Walk into Jacob Barandes’ new class and the topic of discussion might be a philosophical exploration of whether a cat could be simultaneously alive and dead. A visit on a different day may find the lecturer filling the blackboard with a mathematical equation that stretches 20 feet before continuing on a new line, over and over. Or students might be dissecting an example of classical physics such as Newton’s laws of motion.

So, exactly what kind of class is this?

It’s officially designated Physics 137, “Conceptual Foundations of Quantum Mechanics,” but it’s really part physics and part philosophy, with a hearty infusion of math and logic.

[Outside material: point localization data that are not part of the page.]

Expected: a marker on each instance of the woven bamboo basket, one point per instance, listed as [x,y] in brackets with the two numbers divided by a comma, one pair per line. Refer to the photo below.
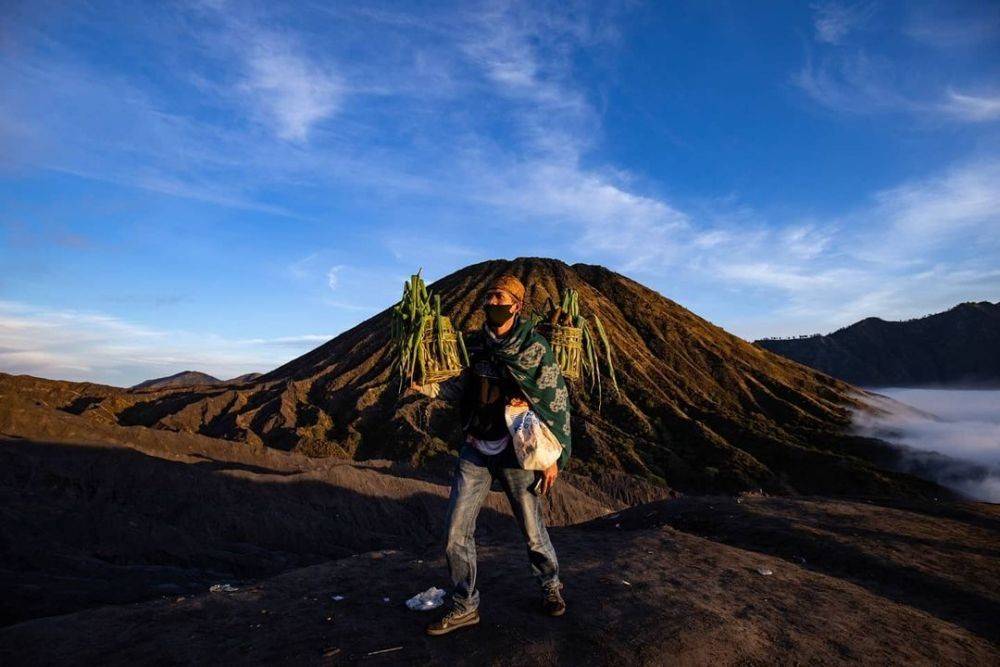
[440,361]
[567,345]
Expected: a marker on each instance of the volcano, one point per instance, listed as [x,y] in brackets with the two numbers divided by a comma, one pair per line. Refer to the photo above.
[699,409]
[319,494]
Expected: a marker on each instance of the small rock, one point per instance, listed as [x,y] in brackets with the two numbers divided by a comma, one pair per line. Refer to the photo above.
[223,588]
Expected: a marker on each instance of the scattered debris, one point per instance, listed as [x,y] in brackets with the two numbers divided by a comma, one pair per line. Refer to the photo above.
[223,588]
[432,598]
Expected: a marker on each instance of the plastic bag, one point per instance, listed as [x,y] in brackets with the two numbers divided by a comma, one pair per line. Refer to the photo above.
[432,598]
[534,444]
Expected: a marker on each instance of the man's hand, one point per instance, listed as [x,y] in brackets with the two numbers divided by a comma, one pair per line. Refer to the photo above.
[548,478]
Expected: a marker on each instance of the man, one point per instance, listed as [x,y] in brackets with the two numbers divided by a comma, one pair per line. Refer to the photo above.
[509,364]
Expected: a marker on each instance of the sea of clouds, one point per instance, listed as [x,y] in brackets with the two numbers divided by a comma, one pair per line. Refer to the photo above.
[951,436]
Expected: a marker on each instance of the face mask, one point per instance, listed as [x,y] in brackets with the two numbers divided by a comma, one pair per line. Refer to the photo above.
[497,313]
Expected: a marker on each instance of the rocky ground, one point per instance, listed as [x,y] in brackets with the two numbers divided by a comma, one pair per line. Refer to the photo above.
[678,581]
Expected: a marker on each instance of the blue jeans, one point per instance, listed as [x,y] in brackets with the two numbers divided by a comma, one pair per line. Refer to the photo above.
[474,473]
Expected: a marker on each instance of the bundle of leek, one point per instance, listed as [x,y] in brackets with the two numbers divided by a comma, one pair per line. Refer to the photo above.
[565,317]
[427,348]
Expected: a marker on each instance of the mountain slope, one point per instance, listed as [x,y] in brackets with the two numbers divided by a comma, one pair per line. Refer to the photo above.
[191,379]
[700,409]
[960,346]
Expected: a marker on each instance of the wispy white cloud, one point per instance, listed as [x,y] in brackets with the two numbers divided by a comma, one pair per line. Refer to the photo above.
[333,276]
[286,88]
[92,346]
[834,20]
[972,107]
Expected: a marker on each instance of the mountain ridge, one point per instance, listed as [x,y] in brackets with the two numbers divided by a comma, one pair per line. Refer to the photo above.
[700,408]
[956,347]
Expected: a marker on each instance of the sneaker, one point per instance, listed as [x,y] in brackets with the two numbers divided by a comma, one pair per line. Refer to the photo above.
[552,602]
[453,620]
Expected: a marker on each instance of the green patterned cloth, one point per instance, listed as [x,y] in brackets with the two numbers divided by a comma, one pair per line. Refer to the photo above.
[531,362]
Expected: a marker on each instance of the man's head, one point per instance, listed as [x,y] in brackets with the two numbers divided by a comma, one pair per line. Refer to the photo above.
[503,299]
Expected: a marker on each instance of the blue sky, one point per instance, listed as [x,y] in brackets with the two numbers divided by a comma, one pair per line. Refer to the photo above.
[223,186]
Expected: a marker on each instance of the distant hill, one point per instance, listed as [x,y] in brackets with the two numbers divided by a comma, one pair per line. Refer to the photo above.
[192,379]
[958,347]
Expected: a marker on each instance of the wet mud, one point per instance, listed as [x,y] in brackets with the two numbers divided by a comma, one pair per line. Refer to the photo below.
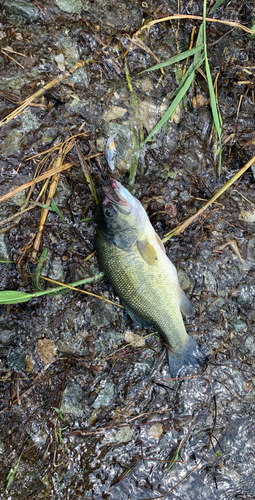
[88,409]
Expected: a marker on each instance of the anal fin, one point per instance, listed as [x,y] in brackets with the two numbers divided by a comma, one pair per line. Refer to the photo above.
[185,304]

The subject sits within a much larger field called the philosophy of science, a branch of study that examines the theoretical foundations, methods, and implications of science in the real world. In this case, Barandes is applying the class’ inquiry to quantum theory.

“This is physics by scrutinizing,” said Barandes, who is also co-director of graduate studies for the Department of Physics. “This is taking our best scientific theories, dissecting them, disassembling them, looking at the pieces piece by piece, trying to understand them and how they fit together, and the larger wholes that they form.”

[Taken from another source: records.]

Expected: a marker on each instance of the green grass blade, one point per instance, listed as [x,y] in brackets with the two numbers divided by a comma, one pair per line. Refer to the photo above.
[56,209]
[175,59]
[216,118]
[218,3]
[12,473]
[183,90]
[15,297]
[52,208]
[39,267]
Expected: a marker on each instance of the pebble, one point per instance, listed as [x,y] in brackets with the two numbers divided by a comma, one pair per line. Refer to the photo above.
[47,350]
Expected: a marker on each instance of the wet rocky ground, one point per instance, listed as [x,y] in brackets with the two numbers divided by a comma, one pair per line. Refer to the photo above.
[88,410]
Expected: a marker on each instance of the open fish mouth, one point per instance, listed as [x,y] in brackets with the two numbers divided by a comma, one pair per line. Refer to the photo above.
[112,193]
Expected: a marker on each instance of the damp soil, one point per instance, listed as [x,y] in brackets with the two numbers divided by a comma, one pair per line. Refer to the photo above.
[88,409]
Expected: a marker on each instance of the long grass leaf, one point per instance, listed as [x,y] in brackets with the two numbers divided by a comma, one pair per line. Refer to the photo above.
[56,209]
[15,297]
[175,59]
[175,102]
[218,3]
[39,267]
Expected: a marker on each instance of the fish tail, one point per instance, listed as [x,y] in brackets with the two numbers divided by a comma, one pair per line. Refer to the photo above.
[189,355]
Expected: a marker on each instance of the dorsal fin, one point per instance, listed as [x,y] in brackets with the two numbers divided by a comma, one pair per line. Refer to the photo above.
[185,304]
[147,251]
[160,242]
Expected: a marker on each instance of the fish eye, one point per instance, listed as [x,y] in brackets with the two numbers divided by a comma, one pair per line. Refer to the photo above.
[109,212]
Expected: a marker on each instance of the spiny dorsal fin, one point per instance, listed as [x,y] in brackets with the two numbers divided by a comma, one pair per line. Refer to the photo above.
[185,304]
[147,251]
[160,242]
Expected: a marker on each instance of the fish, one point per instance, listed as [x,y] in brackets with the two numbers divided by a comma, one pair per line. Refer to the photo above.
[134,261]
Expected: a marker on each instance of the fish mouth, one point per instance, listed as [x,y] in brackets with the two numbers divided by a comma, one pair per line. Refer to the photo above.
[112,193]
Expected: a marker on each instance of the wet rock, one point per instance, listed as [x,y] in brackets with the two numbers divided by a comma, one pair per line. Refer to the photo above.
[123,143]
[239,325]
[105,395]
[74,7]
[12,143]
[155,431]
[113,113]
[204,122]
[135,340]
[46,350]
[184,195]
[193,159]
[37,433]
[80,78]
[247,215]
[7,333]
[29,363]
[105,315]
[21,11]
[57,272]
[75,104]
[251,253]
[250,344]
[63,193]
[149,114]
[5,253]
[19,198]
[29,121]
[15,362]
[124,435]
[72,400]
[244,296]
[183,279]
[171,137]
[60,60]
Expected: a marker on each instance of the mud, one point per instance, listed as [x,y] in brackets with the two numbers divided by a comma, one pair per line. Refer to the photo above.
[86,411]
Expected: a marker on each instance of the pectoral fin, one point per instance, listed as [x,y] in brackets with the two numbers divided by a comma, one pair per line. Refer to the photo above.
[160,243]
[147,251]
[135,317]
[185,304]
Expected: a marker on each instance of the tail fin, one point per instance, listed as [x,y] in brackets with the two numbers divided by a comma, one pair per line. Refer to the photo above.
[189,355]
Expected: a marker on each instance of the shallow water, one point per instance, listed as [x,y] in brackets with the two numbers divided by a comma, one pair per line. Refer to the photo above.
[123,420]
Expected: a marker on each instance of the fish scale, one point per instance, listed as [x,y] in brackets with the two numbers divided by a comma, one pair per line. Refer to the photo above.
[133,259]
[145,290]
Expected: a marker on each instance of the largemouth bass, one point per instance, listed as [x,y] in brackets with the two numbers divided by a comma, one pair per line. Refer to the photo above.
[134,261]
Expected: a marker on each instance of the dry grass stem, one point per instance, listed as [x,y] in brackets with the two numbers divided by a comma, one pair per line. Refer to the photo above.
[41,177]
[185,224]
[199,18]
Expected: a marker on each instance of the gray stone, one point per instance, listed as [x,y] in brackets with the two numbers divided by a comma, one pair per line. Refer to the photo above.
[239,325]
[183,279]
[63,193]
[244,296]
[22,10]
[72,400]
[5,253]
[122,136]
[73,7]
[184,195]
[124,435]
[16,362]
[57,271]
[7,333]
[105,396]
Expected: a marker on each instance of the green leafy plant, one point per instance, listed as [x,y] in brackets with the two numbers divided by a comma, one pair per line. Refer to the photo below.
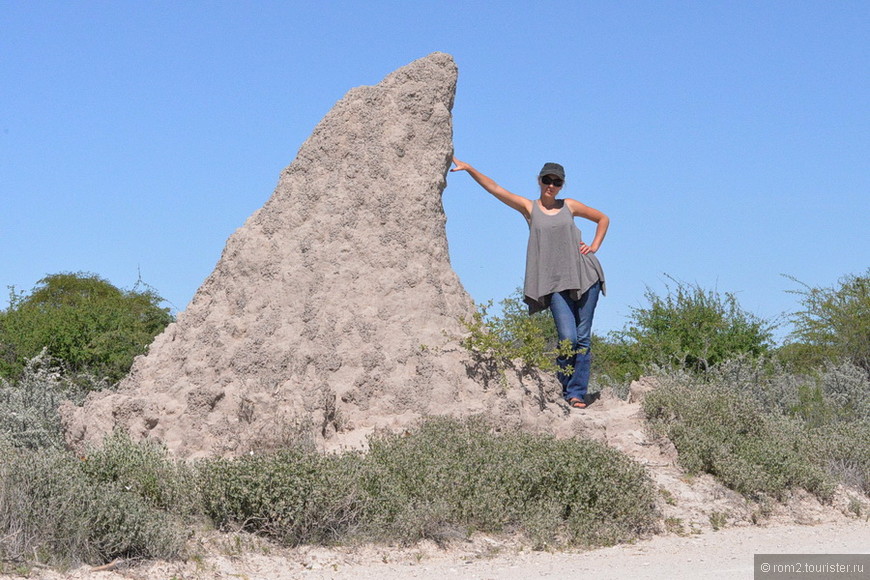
[834,323]
[514,339]
[763,431]
[689,328]
[83,320]
[54,513]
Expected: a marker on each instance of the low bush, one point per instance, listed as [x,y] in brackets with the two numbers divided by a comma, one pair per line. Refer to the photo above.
[146,470]
[28,404]
[764,431]
[52,512]
[294,496]
[452,477]
[441,481]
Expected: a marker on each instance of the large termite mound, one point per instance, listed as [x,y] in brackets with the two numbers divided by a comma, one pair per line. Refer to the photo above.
[331,311]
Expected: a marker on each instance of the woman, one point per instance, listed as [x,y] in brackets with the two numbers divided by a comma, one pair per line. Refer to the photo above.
[562,272]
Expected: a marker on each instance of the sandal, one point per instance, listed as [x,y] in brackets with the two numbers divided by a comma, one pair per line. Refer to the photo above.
[576,403]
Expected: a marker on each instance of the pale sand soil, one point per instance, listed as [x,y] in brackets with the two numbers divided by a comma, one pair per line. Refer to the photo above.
[689,547]
[724,554]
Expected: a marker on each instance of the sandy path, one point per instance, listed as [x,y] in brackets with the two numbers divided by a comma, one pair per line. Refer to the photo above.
[724,554]
[712,555]
[700,552]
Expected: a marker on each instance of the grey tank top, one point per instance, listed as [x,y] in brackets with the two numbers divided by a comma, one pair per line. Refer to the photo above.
[553,259]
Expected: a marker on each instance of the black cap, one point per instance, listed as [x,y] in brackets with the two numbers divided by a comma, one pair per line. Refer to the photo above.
[552,169]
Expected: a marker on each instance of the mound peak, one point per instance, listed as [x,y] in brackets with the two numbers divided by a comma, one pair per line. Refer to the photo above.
[330,309]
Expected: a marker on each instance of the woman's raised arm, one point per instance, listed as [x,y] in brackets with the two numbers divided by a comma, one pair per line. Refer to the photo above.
[518,202]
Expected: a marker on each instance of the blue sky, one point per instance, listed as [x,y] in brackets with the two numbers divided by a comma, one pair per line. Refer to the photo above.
[729,142]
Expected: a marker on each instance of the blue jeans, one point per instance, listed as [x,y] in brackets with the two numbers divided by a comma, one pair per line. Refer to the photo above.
[573,320]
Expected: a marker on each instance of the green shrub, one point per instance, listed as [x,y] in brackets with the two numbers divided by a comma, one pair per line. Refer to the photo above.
[834,323]
[52,512]
[689,328]
[82,320]
[764,431]
[440,481]
[513,337]
[295,496]
[145,469]
[450,477]
[29,404]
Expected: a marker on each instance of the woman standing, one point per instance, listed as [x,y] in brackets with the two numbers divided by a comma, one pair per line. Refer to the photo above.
[562,272]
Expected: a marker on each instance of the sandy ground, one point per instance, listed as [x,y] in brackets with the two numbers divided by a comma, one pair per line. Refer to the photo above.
[724,554]
[688,548]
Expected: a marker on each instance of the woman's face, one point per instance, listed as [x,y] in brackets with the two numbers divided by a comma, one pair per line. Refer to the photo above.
[550,184]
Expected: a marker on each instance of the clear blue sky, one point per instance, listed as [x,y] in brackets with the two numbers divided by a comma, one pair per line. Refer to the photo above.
[728,141]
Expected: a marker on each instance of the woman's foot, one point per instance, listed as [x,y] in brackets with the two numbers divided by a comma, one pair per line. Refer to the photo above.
[576,403]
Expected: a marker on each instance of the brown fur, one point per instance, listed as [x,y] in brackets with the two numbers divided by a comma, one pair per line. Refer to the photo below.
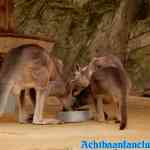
[106,77]
[25,67]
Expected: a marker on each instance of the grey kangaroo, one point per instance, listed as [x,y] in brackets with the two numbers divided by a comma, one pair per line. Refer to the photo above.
[106,77]
[29,67]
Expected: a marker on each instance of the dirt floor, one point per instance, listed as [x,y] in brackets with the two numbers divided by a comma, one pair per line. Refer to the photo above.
[15,136]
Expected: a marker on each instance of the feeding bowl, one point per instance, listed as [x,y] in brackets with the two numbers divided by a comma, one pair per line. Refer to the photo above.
[73,116]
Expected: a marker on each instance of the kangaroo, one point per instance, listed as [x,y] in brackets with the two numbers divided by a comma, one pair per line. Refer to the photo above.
[106,77]
[28,67]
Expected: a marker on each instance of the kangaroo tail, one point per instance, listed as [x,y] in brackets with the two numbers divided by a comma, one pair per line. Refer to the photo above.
[5,88]
[123,108]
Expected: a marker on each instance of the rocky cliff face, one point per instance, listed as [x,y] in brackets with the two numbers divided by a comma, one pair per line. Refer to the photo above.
[85,28]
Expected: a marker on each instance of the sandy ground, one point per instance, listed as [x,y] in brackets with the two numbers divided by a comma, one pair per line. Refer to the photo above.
[15,136]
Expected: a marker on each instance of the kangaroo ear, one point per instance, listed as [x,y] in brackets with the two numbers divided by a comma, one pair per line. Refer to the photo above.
[77,67]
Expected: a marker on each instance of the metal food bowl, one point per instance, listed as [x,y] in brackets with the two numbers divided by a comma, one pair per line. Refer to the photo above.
[73,116]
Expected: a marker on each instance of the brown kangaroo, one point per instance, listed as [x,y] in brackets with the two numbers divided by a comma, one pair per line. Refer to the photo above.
[106,77]
[28,67]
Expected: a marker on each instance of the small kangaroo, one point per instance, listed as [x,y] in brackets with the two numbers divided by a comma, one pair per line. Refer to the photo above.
[28,67]
[106,77]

Quantum theory, which explains the nature and behavior of matter and energy on the atomic and subatomic levels, is often described as the best-tested and most predictive scientific theory out there, one that makes possible precision technology such as atomic clocks and particle accelerators. Much of our modern technology — including smartphones, lasers, LEDs, and MRI machines — relies on it.

But when it comes to painting a picture of the real world, quantum theory can feel unwieldy and counterintuitive. Take, for instance, the notion of particles being in more than one place at a time.

The class aims to explore why quantum theory contains so many strange and exotic mathematical structures and seemingly illogical possibilities and to get a sense of the different ways the world would appear depending on how aspects of the theory are interpreted.